Dans les services d’état civil des mairies
Nombre de mairies demandent clairement dans la liste des papiers à fournir, des autorisations de séjour en France aux étrangers qui veulent se marier. En cas de présence d’un ou une sans papiers le service d’état civil, avec la signature de l’officier d’état civil (le maire, un adjoint ou un simple élu qui ont délégation du maire) prévient le procureur de la République pour suspicion de mariage blanc ou arrangé. Le procureur demande à la police d’enquêter.
– Belfort, mai 2008 : un employé du service de l’Etat civil, dont la mission est d’aider au mariage, a été confondu pour avoir tendu, avec la Préfecture du Territoire de Belfort, un piège à un sans-papiers.
– Montpellier, début octobre : arrestation d’un étranger venu déposer un dossier de mariage à la mairie.
– Reims, fin octobre : deux couples se présentent à la mairie pour se marier. Dans ces deux dossiers, l’un des 2 futurs époux est sans papiers ! Ils sont dénoncés au procureur… et se retrouvent placés en rétention administrative.
– Paris, mairie du 5ème, fin octobre : une femme de 30 ans, Équatorienne et sans-papiers, s’est fait convoquer un matin au commissariat. Pourquoi ? Parce qu’elle n’a pas de papiers. C’est la mairie où elle a inscrit son enfant à l’école qui l’a dénoncée. Le maire Jean Tiberi : "Je n’ai pas à désapprouver ce fonctionnaire. Ce sont les textes qu’il faut revoir."
– Chalons, 6 novembre : le service de l’état civil dénonce des sans papiers au procureur dans le cadre d’un mariage entre un français et une étrangère. Dorothée, ivoirienne, est placé en rétention.
Dans les organismes sociaux
– CAF de Paris : le foyer Aurore, dans le quartier de Montparnasse, s’est inquiété d’avoir reçu un courrier à en-tête de la CAF demandant « une copie intégrale d’acte de naissance récente » de tous les résidents de nationalité étrangère ». « Simple formalité pour vérifier le N° de Sécurité sociale qui figurera au Registre national des bénéficiaires (RNB) », se justifie la CAF.

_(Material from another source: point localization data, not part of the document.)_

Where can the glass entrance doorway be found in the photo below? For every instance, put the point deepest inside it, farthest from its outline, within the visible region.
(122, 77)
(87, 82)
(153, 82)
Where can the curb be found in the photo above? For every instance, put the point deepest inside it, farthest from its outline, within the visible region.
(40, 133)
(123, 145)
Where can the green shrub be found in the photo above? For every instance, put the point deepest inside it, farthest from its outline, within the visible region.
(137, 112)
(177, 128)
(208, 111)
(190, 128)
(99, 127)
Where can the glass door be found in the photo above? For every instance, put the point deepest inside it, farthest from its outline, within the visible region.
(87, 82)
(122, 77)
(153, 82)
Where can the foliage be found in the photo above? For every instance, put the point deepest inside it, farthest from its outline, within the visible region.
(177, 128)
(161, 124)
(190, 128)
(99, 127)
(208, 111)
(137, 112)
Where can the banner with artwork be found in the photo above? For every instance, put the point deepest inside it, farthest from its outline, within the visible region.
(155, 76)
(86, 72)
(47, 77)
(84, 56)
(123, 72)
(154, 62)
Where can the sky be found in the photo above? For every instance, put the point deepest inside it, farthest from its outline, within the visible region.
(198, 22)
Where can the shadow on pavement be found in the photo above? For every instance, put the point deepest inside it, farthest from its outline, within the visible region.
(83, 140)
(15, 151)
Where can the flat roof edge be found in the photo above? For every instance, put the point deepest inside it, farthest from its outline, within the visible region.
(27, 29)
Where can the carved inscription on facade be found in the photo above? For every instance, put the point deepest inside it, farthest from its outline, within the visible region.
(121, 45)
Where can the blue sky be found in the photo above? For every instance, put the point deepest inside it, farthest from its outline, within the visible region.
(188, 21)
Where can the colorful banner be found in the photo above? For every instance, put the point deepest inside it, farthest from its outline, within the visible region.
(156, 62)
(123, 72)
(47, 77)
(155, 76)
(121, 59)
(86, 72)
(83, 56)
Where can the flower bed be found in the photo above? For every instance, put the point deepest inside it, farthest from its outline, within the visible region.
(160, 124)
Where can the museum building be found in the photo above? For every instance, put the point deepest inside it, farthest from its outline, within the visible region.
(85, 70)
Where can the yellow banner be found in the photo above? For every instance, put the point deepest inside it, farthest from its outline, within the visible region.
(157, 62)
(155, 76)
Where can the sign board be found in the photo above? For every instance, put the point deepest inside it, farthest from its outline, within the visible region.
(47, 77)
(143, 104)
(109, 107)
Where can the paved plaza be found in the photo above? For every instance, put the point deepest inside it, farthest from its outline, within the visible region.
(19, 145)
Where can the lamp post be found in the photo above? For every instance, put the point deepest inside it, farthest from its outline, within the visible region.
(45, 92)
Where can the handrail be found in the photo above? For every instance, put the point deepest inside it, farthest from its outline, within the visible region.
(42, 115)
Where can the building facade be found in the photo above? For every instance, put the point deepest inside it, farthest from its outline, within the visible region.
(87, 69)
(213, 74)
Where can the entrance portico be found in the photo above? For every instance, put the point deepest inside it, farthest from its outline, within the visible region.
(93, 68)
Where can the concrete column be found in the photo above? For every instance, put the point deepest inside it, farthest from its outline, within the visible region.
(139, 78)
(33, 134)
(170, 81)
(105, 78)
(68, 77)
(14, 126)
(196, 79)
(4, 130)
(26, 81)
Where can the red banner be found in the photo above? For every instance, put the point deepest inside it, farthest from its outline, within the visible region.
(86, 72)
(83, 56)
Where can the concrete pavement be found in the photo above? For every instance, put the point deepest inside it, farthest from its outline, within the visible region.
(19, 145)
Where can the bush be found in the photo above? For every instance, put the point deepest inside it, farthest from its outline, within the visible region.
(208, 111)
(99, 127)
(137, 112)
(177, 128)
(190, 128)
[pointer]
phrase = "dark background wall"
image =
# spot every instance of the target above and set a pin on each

– Besançon, juin 2008 : une assistante sociale a trahi sa mission et viole le secret professionnel auquel elle est tenue, en se rendant au commissariat pour dénoncer la présence d’un sans-papiers dans la famille des mineurs dont elle a la charge. Ce PV a été réalisé à sa demande par l’assistante sociale ; il apparaît bien qu’il s’agit d’une dénonciation d’une personne sans-papiers et non d’un signalement ayant trait à la protection de l’enfance. Le code de l’action sociale prévoit des cas dans lesquels un professionnel est dispensé de son secret. La dénonciation d’un sans-papiers n’en fait pas partie.
– CAF de l’Yonne (Auxerre), février 2009 : une personne de nationalité angolaise, accompagnée par un responsable d’Emmaüs, se présente sur convocation de la caisse pour retirer son attestation d’Aide médicale de l’Etat (AME). Un agent téléphone alors, sous prétexte de vérification d’identité, à la préfecture, laquelle demande à l’agent de saisir le passeport et faire patienter au guichet le bénéficiaire. La police vient procéder à son arrestation dans les locaux. Il est placé en rétention, mais devant la gravité de son état de santé, il sera libéré par les autorités après plusieurs jours d’enfermement.